Irak: voitures piégées et «zone verte»

Irak: voitures piégées et «zone verte»

Aujourd’hui, ce sont les voitures piégées qui dirigent l’Irak. Dans un article de juin 2005, intitulé «Pourquoi les voitures piégées sont reines en Irak», James Dunnigan signalait que les voitures piégées avaient supplanté les bombes déposées au bord des routes (qui «sont plus souvent découvertes ou désactivées avec des appareils électroniques») comme «armes les plus efficaces» des insurgés sunnites et d’Al Zarqawi.

La récente «croissance explosive» des propriétaires de voitures en Irak, ajoutait Dunnigan, a rendu «plus facile, pour les voitures piégées, de se dissimuler simplement dans le trafic». Quelque 500 voitures piégées (un total qui inclut les bombes et les véhicules interceptés par les autorités) ont tué ou blessé plus de 9000 personnes, avec 143 attaques au véhicule piégé en mai 2005 seulement.1

Cité interdite…

Dans ce royaume de la voiture piégée, les occupants se sont retranchés presque complètement dans leur propre cité interdite, la «Zone Verte». Rien à voir avec le high-tech de la City de Londres, dont les sensors font office de snipers, mais une enclave totalement moyenâgeuse, cernée de murailles de béton, défendue par des tanks Abrams M1 et des hélicoptères puissamment armés, ainsi que par un corps exotique de mercenaires privés (dont des Gurkhas indiens, des commandos de l’ex-Rhodésie, des vétérans du SAS britannique et des paramilitaires colombiens amnistiés). Cet ancien Xanadu de la classe dominante baasiste, cette «Zone Verte» de dix kilomètres carrés, est maintenant un parc d’exposition surréel de l’American way of life:

«Des femmes en shorts et T-shirts font leur jogging sur de larges avenues et le Pizza Inn fait de mirobolantes affaires sur le parking de l’ambassade US, lourdement fortifiée. Près du bazar de la ‘Zone Verte’, des enfants irakiens fourguent des DVD pornos aux soldats. Scheik Fouad Rashid, l’imam de la mosquée locale, appointé par les Américains, vêtu comme une nonne, teint ses cheveux en blond platine et prétend que Marie, mère de Jésus, lui est apparue en vision (d’où son accoutrement). Chaque nuit, les résidents peuvent écouter un karaoké, jouer au badminton ou fréquenter l’un des quelques bars interlopes, y compris un speakeasy accessible sur invitation et géré par la CIA.»2

…et mort omniprésente

Hors de la «Zone Verte», bien sûr, c’est la «Zone Rouge», où les Irakiens du commun peuvent être taillés en pièces par surprise et au hasard par des voitures piégées, ou mitraillés par des hélicoptères US. Évidemment, les riches Irakiens et les membres du nouveau gouvernement revendiquent bruyamment leur admission au sein de la «Zone Verte» sécurisée, ce qui n’a pas empêché les officiels US de dire à Newsweek, l’an dernier, que «vouloir se débarrasser des Américains relevait de la ‘fantaisie’». Des milliards ont été investis dans la «Zone Verte», ainsi que dans une douzaine d’autres enclaves américaines, officiellement désignées comme des «Camps durables». Et même des Irakiens de premier plan ont été contraints de rechercher leur propre sécurité hors des murs de cette Amérique exclusive et éphémère.

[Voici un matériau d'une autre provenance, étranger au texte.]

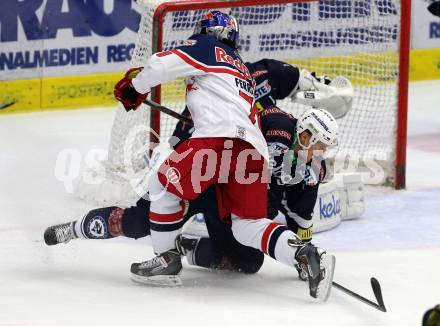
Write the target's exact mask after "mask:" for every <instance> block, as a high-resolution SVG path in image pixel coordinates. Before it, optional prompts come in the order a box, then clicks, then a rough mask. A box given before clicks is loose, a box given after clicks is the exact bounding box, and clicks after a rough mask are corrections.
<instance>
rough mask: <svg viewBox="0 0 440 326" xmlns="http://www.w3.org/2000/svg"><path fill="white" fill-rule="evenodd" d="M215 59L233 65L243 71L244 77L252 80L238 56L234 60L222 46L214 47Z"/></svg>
mask: <svg viewBox="0 0 440 326" xmlns="http://www.w3.org/2000/svg"><path fill="white" fill-rule="evenodd" d="M215 60H216V61H217V62H224V63H228V64H230V65H232V66H234V67H235V68H237V69H238V70H239V71H240V72H242V73H243V75H244V77H245V78H246V79H248V80H252V76H251V74H250V72H249V70H248V68H247V67H246V66H245V64H244V63H243V61H241V60H240V59H238V58H237V59H235V60H234V58H233V57H231V56H230V55H229V54H227V53H226V51H225V50H223V49H222V48H218V47H215Z"/></svg>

Une population qui a subi la police secrète de Saddam, les sanctions de l’ONU et les missiles de croisière US, se cache pour survivre aux véhicules piégés qui hantent les quartiers chiites, à la recherche d’épouvantables martyrs. Pour les raisons les plus égoïstes qui soient, espérons que Bagdad ne soit pas la métaphore de notre futur collectif.

Mike DAVIS*

* Cet extrait est tiré d’un projet d’article de l’auteur, encore inédit, sur l’histoire des voitures piégées. Notre traduction.

1 James Dunnigan, «Why Car Bomb is King in Iraq», 26 juin 2005, www.strategypage.com.

2 Scott Johnson, «Lost in the Green Zone», Newsweek, 20 septembre 2005.